Mouse muscle identity: the position-dependent and fast fiber-specific expression of a transgene in limb muscles is methylation-independent and cell-autonomous.

We previously characterised transgenic mice in which fast-muscle-specific regulatory sequences from the human aldolase A pM promoter drive the chloramphenicol acetyltransferase gene expression. Mutation of a NF1/MEF2 binding site (M2 motif) in this promoter does not affect fibre-type specificity of the transgene but modifies its expression in a subset of fast-twitch fibres at the limb level, preferentially affecting distal limb muscles.
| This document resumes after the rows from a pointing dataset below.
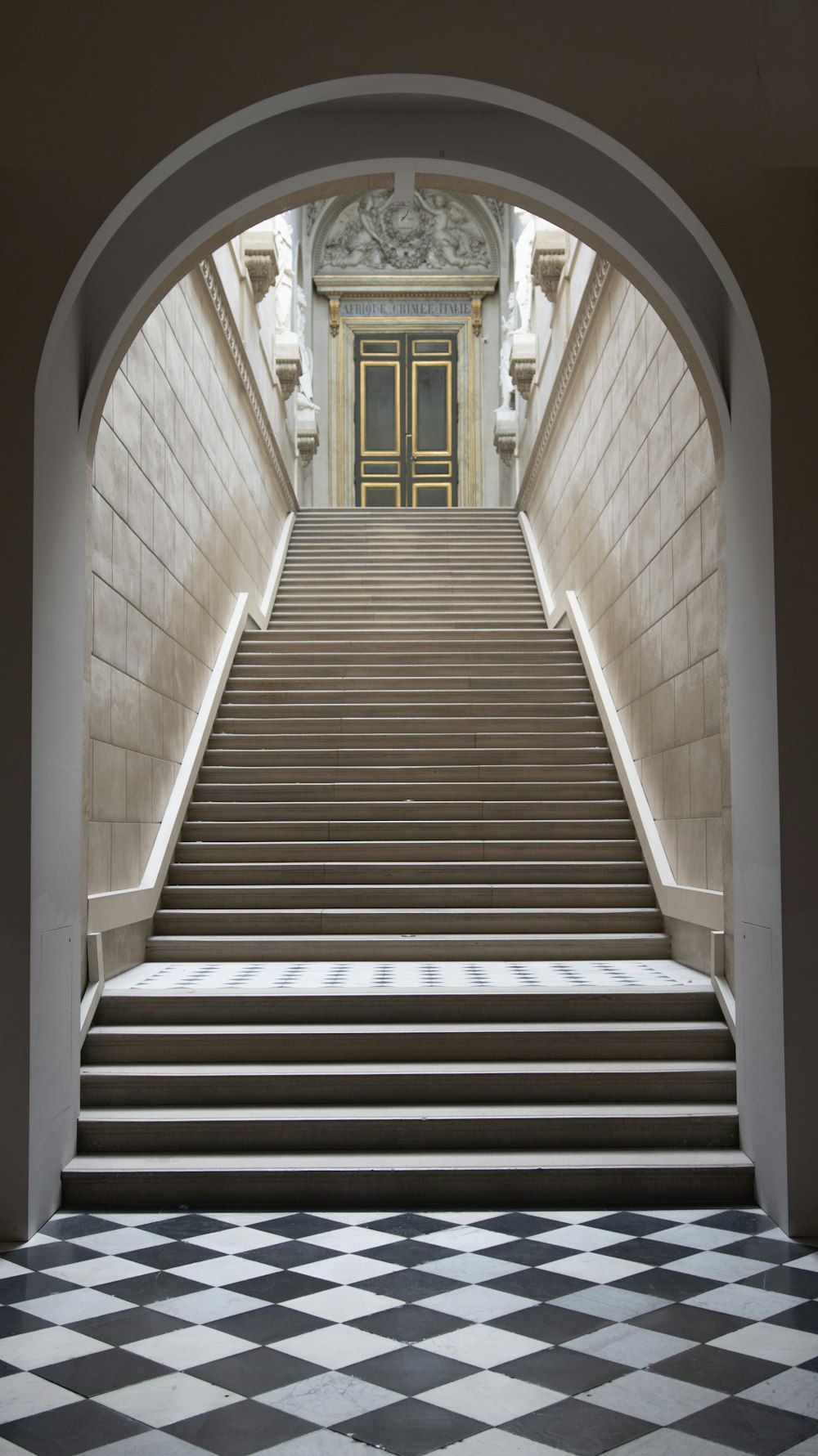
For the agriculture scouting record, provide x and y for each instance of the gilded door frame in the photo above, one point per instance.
(342, 383)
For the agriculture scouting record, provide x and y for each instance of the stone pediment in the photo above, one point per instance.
(375, 244)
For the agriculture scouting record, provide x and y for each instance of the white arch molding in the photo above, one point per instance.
(320, 141)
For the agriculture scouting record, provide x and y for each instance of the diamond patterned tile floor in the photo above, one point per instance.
(671, 1333)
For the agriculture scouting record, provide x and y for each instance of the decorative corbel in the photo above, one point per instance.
(549, 258)
(523, 365)
(261, 264)
(288, 363)
(505, 434)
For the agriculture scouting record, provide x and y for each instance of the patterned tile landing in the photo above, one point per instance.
(294, 976)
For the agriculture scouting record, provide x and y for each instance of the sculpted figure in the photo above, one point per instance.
(283, 235)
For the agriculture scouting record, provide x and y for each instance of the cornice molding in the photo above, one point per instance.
(231, 332)
(570, 359)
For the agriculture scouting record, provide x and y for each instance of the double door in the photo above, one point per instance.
(406, 419)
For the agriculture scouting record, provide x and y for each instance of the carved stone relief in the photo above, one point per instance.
(432, 233)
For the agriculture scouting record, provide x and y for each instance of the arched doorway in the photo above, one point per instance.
(321, 140)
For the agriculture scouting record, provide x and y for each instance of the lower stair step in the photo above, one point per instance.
(594, 1176)
(434, 1129)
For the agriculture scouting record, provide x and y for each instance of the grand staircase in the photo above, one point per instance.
(407, 769)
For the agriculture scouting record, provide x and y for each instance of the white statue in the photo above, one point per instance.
(524, 249)
(508, 328)
(283, 235)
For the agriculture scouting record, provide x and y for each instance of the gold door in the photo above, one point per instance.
(406, 419)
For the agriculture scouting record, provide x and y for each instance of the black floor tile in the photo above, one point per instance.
(410, 1370)
(101, 1372)
(568, 1370)
(769, 1251)
(254, 1372)
(50, 1256)
(171, 1256)
(646, 1251)
(551, 1324)
(409, 1323)
(784, 1280)
(538, 1284)
(70, 1430)
(78, 1226)
(20, 1288)
(575, 1426)
(410, 1252)
(717, 1369)
(188, 1226)
(128, 1325)
(663, 1283)
(519, 1225)
(18, 1323)
(738, 1221)
(267, 1325)
(527, 1251)
(689, 1323)
(748, 1426)
(410, 1427)
(240, 1430)
(281, 1286)
(151, 1288)
(801, 1316)
(298, 1225)
(292, 1254)
(633, 1223)
(409, 1225)
(409, 1284)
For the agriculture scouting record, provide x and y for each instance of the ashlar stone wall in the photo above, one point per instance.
(626, 514)
(186, 513)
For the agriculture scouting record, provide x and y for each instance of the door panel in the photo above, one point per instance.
(406, 419)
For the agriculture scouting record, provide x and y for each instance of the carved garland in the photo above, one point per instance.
(242, 369)
(570, 357)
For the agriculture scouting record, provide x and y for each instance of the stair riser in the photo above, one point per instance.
(123, 1046)
(406, 1090)
(409, 948)
(398, 1135)
(343, 1006)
We investigated the molecular and cellular bases of this peculiar expression pattern that provided an adequate model to characterise the mechanisms responsible for muscle positional information. By direct electrotransfer of mutated M2 construct in adult muscle, we demonstrate that positional differences in mutated M2 transgene expression are not observed when the transgene is not integrated into chromatin. Also, this transgene expression pattern does not seem to be correlated with the extent of CpG methylation in its promoter sequence. Finally, we show that positional values reflected by CAT levels are maintained in primary cultures established from different adult limb muscles, as well as in heterotopically transplanted muscles. Our results suggest that mutation of the M2 site contributes to reveal a molecular memory of fibre fate that would be set up on pM promoter during development and persist into adulthood possibly through a chromatin imprint maintained in satellite cells associated with various limb muscles.